Un onesto negoziante, un po' burbero in famiglia, ma buon diavolaccio, il quale credeva che per legge di natura un padre fosse in grado d'insegnare alla sua prole ogni cosa, un giorno, in mia presenza, disse severamente al suo figliuoletto, rendendogli la pagina del componimento italiano: - Ma quando ti farai uno stile? - Poi, rivolgendosi a me: - Lo persuada lei, che è tempo che si faccia uno stile.
Gli promisi di contentarlo in un momento più opportuno; ma la prima volta che mi trovai a quattr'occhi col ragazzo, lo confesso senza rimorso, tradii il genitore con un discorsetto ribelle alla sua volontà; il quale diceva presso a poco quello che ora ripeto a te, mio giovine lettore ideale.
Farsi uno stile!
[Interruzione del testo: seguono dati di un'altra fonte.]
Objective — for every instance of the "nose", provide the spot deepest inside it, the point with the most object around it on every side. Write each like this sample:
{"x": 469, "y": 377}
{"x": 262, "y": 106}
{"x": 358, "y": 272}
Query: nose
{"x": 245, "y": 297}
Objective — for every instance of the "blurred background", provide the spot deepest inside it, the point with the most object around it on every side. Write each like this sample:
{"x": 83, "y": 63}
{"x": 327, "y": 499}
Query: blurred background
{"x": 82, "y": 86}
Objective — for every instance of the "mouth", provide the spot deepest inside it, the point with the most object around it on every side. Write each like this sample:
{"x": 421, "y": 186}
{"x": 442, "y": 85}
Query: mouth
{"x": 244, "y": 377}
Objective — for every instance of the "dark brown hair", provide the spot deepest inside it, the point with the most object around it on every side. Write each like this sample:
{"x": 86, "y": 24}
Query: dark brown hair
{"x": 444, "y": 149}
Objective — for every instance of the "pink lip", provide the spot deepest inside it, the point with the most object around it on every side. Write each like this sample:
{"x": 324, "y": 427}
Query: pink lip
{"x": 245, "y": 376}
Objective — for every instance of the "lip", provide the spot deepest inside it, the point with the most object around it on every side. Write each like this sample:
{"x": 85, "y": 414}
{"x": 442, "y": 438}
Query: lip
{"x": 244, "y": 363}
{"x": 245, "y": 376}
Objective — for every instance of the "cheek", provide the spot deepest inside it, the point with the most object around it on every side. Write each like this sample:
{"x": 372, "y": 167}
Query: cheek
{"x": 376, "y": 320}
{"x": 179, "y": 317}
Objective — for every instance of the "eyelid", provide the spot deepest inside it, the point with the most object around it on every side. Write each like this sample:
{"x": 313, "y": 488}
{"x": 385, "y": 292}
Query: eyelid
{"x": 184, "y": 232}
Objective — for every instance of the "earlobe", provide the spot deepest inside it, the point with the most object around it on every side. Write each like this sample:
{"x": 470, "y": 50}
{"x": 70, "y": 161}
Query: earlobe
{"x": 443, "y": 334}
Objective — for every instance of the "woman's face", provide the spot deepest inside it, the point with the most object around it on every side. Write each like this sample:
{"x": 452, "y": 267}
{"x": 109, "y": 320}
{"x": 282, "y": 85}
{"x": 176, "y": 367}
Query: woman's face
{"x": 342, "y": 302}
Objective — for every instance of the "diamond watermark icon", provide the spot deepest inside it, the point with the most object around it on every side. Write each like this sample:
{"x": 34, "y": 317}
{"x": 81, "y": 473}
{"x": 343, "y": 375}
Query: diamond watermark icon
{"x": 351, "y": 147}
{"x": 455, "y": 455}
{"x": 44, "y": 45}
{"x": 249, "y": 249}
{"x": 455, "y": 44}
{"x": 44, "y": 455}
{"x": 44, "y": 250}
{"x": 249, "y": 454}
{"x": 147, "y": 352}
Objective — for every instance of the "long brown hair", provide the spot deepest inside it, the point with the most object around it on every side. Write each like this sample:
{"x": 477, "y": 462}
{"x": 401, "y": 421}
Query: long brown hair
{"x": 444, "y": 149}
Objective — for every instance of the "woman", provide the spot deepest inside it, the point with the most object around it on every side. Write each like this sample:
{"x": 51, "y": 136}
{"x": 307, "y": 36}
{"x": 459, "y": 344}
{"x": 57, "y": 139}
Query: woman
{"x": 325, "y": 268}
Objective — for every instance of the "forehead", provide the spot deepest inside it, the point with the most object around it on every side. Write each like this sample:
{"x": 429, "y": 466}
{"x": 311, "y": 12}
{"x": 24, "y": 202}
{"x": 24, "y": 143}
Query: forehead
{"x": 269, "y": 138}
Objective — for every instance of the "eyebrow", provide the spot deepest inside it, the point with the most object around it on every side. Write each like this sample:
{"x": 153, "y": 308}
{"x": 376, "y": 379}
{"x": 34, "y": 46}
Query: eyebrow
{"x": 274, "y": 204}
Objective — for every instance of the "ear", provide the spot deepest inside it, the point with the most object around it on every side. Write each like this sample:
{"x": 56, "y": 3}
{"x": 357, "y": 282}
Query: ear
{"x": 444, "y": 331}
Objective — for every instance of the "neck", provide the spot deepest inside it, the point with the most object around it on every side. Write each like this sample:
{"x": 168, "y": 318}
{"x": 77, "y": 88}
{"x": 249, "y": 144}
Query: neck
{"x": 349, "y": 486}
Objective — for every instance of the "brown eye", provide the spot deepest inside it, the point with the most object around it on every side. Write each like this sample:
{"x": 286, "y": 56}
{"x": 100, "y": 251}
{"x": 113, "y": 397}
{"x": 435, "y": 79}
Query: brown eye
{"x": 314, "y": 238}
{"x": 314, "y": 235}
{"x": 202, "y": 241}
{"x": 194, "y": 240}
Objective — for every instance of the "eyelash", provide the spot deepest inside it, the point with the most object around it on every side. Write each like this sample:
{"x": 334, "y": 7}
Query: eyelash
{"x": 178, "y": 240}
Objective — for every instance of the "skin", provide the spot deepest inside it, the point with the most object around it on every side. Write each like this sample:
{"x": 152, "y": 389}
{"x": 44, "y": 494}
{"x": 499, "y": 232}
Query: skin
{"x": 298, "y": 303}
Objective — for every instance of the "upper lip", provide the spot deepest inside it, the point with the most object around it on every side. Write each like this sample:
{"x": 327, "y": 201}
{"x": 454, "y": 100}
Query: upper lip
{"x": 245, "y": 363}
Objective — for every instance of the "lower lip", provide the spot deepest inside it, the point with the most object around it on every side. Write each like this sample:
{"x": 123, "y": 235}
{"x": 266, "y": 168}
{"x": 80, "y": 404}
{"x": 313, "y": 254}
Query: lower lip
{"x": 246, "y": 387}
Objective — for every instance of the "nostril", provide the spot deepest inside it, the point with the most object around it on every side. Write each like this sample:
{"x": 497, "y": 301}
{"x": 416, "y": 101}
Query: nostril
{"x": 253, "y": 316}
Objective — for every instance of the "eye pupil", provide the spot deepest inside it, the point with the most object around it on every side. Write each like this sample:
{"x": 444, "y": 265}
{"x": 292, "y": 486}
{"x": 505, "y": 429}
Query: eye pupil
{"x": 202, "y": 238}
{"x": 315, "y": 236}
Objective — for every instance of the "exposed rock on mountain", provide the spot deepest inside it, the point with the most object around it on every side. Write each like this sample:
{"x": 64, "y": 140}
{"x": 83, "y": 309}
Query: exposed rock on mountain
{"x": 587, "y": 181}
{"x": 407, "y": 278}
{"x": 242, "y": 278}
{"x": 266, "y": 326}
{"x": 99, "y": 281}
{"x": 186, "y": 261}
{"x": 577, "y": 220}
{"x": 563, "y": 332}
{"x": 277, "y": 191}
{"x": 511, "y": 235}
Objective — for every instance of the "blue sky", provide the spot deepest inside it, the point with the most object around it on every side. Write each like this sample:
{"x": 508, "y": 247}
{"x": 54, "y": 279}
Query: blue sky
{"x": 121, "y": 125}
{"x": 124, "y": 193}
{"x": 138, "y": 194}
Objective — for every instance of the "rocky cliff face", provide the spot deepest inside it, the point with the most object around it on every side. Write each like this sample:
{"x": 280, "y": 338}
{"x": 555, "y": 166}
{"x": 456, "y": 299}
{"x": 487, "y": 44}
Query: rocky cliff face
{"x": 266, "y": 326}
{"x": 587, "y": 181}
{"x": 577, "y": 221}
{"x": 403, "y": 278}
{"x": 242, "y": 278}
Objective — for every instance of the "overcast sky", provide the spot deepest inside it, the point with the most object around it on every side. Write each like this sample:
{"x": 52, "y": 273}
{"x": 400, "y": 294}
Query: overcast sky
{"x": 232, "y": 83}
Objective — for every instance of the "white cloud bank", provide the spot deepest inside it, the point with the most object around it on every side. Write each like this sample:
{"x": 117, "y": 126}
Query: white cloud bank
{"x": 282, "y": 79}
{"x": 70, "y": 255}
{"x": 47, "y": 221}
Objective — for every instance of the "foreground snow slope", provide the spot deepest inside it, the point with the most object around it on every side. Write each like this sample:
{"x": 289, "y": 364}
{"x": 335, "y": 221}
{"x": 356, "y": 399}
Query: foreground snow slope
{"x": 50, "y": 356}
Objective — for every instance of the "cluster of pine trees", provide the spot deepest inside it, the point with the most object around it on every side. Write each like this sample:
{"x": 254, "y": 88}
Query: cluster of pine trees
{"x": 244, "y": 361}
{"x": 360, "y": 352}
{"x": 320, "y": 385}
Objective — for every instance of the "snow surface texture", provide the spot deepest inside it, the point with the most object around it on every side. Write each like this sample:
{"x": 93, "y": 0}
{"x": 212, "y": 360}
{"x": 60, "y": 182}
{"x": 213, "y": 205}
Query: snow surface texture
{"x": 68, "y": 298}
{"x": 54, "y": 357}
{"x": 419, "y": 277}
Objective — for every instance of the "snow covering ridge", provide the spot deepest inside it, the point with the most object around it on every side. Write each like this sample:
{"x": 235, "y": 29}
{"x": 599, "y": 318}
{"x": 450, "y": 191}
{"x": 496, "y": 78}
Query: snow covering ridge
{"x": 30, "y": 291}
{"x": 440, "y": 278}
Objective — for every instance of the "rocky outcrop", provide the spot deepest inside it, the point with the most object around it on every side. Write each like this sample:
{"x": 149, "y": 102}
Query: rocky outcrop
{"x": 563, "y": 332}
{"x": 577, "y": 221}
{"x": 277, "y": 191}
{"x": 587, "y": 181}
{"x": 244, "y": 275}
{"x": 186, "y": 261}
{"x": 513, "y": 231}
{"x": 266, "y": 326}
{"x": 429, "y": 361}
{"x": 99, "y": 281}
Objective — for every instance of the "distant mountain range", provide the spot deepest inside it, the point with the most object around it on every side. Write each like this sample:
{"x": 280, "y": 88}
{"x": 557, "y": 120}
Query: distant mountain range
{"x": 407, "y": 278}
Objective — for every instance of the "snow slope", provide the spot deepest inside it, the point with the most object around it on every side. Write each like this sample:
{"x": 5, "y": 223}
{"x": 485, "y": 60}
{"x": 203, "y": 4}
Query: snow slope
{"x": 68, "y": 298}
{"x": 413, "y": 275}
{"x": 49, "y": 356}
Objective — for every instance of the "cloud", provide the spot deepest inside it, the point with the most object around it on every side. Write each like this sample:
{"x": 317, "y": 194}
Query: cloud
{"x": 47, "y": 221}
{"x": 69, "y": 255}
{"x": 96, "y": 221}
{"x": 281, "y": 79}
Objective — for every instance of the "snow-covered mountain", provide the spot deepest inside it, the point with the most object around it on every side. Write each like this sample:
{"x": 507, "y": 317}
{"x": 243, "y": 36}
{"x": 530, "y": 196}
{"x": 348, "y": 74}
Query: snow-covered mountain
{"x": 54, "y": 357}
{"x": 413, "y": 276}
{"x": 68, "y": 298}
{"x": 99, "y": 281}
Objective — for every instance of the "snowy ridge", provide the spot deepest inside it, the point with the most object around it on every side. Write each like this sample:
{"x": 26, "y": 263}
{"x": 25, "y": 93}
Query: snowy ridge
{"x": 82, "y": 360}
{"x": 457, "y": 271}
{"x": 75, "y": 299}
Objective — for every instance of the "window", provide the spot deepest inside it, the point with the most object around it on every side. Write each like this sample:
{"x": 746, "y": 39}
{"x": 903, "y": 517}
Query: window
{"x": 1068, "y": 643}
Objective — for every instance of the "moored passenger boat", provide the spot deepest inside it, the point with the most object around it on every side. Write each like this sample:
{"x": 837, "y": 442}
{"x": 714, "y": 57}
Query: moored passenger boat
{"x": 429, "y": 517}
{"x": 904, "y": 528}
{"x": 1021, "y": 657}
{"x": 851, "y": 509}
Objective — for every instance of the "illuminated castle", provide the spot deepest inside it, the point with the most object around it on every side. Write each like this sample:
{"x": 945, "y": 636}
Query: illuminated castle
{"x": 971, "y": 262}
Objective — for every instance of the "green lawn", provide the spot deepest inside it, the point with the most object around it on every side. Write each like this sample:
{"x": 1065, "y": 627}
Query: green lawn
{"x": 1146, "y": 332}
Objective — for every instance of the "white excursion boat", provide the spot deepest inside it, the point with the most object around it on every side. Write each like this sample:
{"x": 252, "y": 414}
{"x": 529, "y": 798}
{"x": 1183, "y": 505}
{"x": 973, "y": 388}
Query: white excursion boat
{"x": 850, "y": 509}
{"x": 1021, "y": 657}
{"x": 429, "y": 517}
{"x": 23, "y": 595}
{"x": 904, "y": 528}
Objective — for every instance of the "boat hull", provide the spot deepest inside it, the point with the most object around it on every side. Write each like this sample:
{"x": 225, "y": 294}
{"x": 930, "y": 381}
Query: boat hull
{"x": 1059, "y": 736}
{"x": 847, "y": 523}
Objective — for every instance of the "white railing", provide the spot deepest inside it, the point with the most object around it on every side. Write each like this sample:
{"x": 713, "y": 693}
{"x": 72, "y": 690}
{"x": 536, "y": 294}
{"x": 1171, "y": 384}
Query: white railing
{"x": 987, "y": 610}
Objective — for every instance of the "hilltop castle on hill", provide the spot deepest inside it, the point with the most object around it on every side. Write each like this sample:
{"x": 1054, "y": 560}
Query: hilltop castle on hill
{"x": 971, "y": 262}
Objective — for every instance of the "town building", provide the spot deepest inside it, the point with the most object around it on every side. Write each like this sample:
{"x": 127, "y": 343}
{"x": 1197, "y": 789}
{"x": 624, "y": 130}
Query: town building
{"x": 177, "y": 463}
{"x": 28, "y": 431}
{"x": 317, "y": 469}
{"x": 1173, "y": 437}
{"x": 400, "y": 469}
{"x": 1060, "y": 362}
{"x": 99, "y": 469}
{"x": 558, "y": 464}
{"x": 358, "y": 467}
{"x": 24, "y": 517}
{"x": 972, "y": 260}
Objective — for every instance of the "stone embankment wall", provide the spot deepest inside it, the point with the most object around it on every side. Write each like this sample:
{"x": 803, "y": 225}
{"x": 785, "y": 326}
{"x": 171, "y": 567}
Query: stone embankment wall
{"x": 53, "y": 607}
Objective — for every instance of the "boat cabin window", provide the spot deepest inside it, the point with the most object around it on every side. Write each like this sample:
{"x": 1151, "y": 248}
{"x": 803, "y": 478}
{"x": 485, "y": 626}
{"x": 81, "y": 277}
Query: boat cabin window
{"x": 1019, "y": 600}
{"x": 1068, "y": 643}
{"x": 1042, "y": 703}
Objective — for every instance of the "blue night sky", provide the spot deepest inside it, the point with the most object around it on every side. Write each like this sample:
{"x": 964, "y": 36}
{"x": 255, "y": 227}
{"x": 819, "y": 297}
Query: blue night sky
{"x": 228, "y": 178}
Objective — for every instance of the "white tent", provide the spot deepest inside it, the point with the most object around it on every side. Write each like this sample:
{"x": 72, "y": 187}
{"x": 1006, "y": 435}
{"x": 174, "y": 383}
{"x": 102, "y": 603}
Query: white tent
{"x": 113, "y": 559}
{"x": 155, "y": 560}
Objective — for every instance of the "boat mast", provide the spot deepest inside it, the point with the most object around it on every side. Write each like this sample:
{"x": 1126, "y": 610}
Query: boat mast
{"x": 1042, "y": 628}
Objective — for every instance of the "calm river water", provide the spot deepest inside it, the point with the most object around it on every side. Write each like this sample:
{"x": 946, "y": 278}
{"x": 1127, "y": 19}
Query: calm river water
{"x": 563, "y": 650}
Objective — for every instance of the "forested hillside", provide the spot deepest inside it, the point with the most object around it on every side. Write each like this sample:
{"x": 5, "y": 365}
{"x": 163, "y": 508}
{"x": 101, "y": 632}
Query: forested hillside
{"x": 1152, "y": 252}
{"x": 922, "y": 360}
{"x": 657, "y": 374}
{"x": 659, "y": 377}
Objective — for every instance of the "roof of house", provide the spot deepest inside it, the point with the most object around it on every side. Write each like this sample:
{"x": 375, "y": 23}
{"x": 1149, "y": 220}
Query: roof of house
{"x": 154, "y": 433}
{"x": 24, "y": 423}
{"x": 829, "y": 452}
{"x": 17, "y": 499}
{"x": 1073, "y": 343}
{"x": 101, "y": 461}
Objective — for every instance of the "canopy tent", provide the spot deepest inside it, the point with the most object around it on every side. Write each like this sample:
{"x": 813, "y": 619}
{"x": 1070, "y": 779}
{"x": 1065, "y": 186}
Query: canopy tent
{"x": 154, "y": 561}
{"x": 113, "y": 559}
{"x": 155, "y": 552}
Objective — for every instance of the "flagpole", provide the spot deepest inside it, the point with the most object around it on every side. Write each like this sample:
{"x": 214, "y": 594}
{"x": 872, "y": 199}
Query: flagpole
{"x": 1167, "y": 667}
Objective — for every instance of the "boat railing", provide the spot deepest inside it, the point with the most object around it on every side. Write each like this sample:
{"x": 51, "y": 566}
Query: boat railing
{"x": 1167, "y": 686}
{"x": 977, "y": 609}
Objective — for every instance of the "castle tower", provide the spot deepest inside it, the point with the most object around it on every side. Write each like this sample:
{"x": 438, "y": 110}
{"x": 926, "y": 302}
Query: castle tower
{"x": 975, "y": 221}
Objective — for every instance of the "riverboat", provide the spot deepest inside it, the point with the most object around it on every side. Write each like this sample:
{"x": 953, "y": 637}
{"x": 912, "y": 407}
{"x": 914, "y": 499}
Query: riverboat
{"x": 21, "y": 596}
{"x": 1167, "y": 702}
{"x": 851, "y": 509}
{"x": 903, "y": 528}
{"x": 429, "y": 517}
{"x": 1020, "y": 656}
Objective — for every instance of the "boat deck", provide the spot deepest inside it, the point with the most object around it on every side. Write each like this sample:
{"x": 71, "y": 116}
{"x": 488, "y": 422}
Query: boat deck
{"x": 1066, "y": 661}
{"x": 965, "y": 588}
Mi par come dire: farsi un temperamento, farsi una fisonomia, farsi una voce.
Lo stile non ce lo facciamo: ci vien fatto; o come disse un grande scrittore, si trova senza cercarlo: chi lo cerca, non può che trovare uno stile artefatto; chi se lo vuol fare non riuscirà [354] che a farsi una maniera, non uno stile.
Qualunque scrittore, che abbia uno stile veramente proprio e sano, che non sia imitazione o artifizio (sinonimi, letterariamente, di malsania), se gli domandi in che modo se lo sia fatto, ti dirà che non lo sa, o che non lo sa dire; che in fondo è la stessa cosa.
Non ti dar dunque questa briga, non soltanto inutile, ma perniciosa.
Se si tien per giusta la definizione: lo stile è l'uomo, tu devi prima diventare un uomo.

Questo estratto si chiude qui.